The board set out to cap gender data variance at 5% after the addition of baseball. Unfortunately, GHS female participation in athletics needed to increase by around 80 students to mirror Bozeman High School’s disproportionality of approximately 3%. So, GHS female participation rose with another year of school and gender equality in funding through sports to get equal gender proportionality, which allowed room for baseball to be added in the gender participation data. Because both required parts of the pathway were met, the district moved on to the other parts needed for baseball to become a reality.

Next, the district needed to secure private funding of approximately $100,000 for their first year of a new athletics team. They also needed rental space, planning for long term facilities, fit the cost for baseball into the fixed athletics/activities budget hence why $100,000 was needed and finally securing BSD7 Board and MHSA approval of adding baseball. Long range planning for the sport including cost and location of facilities, payment of coaches, equipment etc. is important to continue the growth of GHS and the sport in general. The district needed as much private funding as they did because short term rental space is expensive and hard to find in Bozeman so they also used funding for as much long term planning as possible. Furthermore, coaching stipends were costly,   which impacted the funding proportions to get baseball on the right footing. The most important step was getting approval from the BSD7 Board and MHSA because they represent the community and would help us represent the state through another competitive activity.

In the end, all of these logistical necessities were covered, and baseball was made an official sport offered at both high schools during the summer of 2025. Coach John Graham played baseball for 14 years throughout his life and has been coaching it for the last 26 years around the northwest. He then came back to Bozeman and was a gym teacher at Chief Joseph Middle School before applying at GHS to be an underclassman gym teacher. Then, when the position of head baseball coach became available, he applied and was accepted as head coach. 
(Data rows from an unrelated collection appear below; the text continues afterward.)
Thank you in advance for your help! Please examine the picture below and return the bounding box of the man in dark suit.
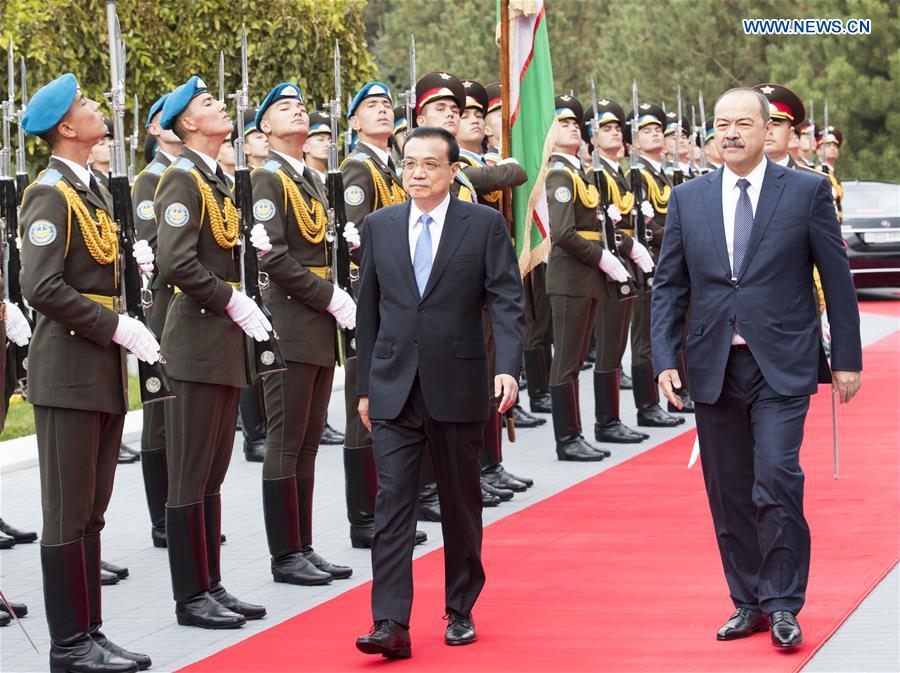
[356,127,524,657]
[652,88,862,647]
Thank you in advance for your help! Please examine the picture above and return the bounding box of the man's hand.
[492,374,519,418]
[659,369,684,409]
[356,397,372,432]
[831,370,862,404]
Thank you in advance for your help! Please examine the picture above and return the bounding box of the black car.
[841,180,900,289]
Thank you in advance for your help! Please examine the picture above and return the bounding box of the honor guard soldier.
[546,95,628,461]
[341,82,427,548]
[624,103,689,427]
[21,73,159,673]
[153,76,271,628]
[131,94,181,547]
[253,82,356,585]
[584,98,653,444]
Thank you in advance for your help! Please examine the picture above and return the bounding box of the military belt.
[81,292,122,313]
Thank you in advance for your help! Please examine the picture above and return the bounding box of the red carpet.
[182,328,900,673]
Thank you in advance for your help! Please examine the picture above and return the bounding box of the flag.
[500,0,559,276]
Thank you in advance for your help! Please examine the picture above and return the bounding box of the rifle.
[231,26,287,378]
[106,0,175,404]
[697,91,709,175]
[591,77,637,301]
[325,40,356,365]
[672,86,684,186]
[406,35,416,133]
[628,80,653,292]
[0,38,32,384]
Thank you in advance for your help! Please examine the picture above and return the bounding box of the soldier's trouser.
[163,379,240,507]
[344,357,378,526]
[34,405,125,545]
[550,294,600,386]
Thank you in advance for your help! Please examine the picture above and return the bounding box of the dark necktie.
[731,178,753,278]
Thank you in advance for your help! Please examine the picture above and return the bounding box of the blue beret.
[159,75,206,131]
[253,82,303,133]
[22,72,78,136]
[144,91,172,128]
[347,82,394,117]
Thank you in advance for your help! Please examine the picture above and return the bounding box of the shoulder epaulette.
[144,161,166,175]
[37,168,62,185]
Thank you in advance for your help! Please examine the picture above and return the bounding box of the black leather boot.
[203,493,266,619]
[263,476,332,586]
[84,534,152,671]
[594,369,650,444]
[141,449,169,547]
[166,502,246,629]
[631,364,684,428]
[524,346,552,414]
[550,381,609,462]
[41,538,138,673]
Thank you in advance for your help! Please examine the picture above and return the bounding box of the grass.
[0,374,141,442]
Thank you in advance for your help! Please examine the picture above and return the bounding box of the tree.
[0,0,375,169]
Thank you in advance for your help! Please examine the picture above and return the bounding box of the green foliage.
[366,0,900,180]
[0,0,374,171]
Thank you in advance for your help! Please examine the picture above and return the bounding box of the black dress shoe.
[481,479,515,502]
[244,439,266,463]
[716,608,769,640]
[356,619,412,659]
[638,404,684,428]
[594,419,650,444]
[50,634,138,673]
[300,547,353,580]
[117,444,141,464]
[0,519,37,544]
[272,552,334,587]
[444,610,478,645]
[100,561,128,580]
[508,404,547,428]
[769,610,803,647]
[175,592,247,629]
[100,568,119,587]
[209,584,266,619]
[91,631,153,671]
[319,423,344,446]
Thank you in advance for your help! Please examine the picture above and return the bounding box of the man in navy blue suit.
[651,88,862,647]
[356,126,524,658]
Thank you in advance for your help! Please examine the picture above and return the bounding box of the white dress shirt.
[409,192,450,261]
[722,157,768,346]
[50,154,91,189]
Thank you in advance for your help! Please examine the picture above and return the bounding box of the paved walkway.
[0,306,900,673]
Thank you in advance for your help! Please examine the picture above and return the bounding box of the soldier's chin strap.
[0,591,41,654]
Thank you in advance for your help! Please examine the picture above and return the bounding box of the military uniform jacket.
[546,154,606,299]
[20,159,128,414]
[253,153,337,367]
[628,159,672,250]
[153,148,248,387]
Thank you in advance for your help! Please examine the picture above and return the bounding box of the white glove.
[131,238,154,275]
[606,203,622,224]
[628,241,653,273]
[3,300,31,346]
[326,285,356,329]
[598,249,631,283]
[225,290,272,341]
[250,222,272,257]
[344,222,359,250]
[113,315,159,365]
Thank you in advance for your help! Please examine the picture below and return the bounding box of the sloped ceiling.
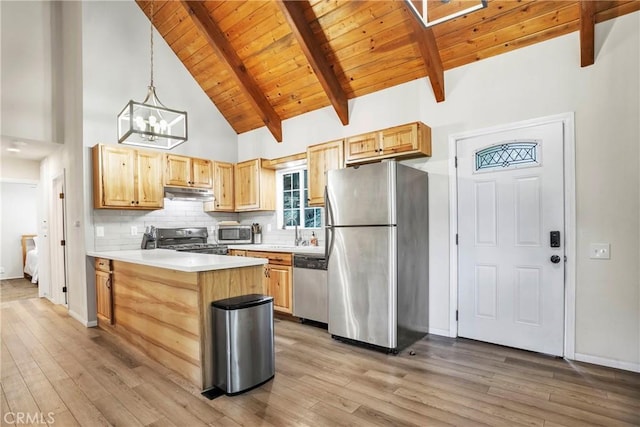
[137,0,640,141]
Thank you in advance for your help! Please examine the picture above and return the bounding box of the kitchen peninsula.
[87,249,267,390]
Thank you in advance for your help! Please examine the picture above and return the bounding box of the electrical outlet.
[589,243,611,259]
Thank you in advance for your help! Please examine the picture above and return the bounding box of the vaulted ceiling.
[137,0,640,141]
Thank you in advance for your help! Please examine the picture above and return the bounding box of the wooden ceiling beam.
[276,0,349,126]
[180,0,282,142]
[409,12,444,102]
[579,0,596,67]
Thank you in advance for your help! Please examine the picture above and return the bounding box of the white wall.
[0,182,39,279]
[238,12,640,370]
[0,159,40,181]
[0,1,56,145]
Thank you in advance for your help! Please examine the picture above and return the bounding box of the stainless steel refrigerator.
[325,161,429,352]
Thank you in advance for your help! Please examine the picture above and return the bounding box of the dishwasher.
[293,254,329,325]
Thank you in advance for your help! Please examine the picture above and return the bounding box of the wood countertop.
[87,249,268,273]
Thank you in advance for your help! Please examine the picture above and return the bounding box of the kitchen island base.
[98,260,265,390]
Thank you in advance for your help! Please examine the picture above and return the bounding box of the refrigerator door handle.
[324,186,334,263]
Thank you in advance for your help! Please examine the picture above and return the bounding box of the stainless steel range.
[156,227,228,255]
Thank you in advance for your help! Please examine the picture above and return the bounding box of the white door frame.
[449,112,576,359]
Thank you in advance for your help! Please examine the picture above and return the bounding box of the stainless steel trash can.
[211,294,275,395]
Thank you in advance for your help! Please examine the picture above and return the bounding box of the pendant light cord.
[149,0,153,87]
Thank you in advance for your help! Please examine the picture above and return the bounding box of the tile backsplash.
[93,199,324,251]
[93,199,238,251]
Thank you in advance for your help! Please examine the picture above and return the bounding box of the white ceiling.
[0,135,61,161]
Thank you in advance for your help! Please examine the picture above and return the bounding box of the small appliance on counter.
[251,222,262,245]
[218,221,253,244]
[140,225,156,249]
[155,227,228,255]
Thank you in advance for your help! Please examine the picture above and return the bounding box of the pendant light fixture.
[118,0,187,150]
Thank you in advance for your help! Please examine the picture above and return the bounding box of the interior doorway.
[49,173,68,306]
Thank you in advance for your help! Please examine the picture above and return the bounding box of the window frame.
[276,165,324,234]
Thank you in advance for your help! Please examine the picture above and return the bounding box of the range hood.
[164,187,214,202]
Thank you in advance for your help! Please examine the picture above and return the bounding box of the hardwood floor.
[0,279,38,302]
[0,299,640,426]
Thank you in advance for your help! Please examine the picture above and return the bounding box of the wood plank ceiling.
[136,0,640,141]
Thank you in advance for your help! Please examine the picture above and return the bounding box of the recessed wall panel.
[514,267,542,326]
[514,176,542,246]
[474,181,498,246]
[474,265,498,319]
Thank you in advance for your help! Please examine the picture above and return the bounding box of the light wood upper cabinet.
[346,132,380,163]
[165,154,213,188]
[234,159,276,212]
[345,122,431,164]
[307,139,344,206]
[92,144,164,209]
[204,160,235,212]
In an interview with Coach Graham, he spoke of the new team’s season, which began on March 16th with tryouts and practice schedules. The team will compete in its inaugural games after spring break at the Legion Field at Heroes Park, located at the Fairgrounds. Gallatin’s team will be considered part of the Eastern AA division, which includes Great Falls, CMR, Billings West, Billings Senior, Skyview, and Belgrade. Along with a non-conference game (non-con) against Butte, which is in the Western division, they will have a non-con against Missoula Sentinel, and are hopeful for more opportunities to compete. 

However, this raised the question of how much money Bozeman’s two teams had to raise.  Graham found that,“as a community last year in an attempt to adopt the sport…the baseball community in Bozeman raised over $100,000 and got that to the school district,” Graham continued by noting,  “in addition to that, we've had to raise, and we're in the process of raising quite a bit more,” continued Graham. The head coach commented that funding raised by the Bozeman Baseball Initiative in 2025 has helped the team to purchase equipment and uniforms, but he’s already looking ahead to Gallatin’s second baseball season. “Next year fundraising comes back on us completely, so the fundraising efforts will have to be pretty dialed in.” 

Coach Graham’s hopes for the 2026 season are to “get the guys to buy into each other and trust one another”. He also wants them to focus on the process, not the results. Coach Graham is entering the season believing that outcomes speak for themselves, and the only thing the youthful team can change is their process. “I think that the game naturally rewards you, right? But when you do that, you learn to play as a team and work as a team, and the level of selflessness goes up. The buy into the process improves,” he said. 

As for this season's success and a chance at the state championship, Coach Graham believes that if the team trusts the process  and works as a team then they will be a great addition to the Bozeman community. And seeing as GHS has had many wins this year including Championship titles in both volleyball and girls basketball, Graham trusts that his team will be a competitive organization that adds to the success of GHS sports. But his main hope is for the lessons to be learned, to trust in each other, be competitive and to focus on more wins than losses at the end of the day. So good luck this season to the GHS baseball team!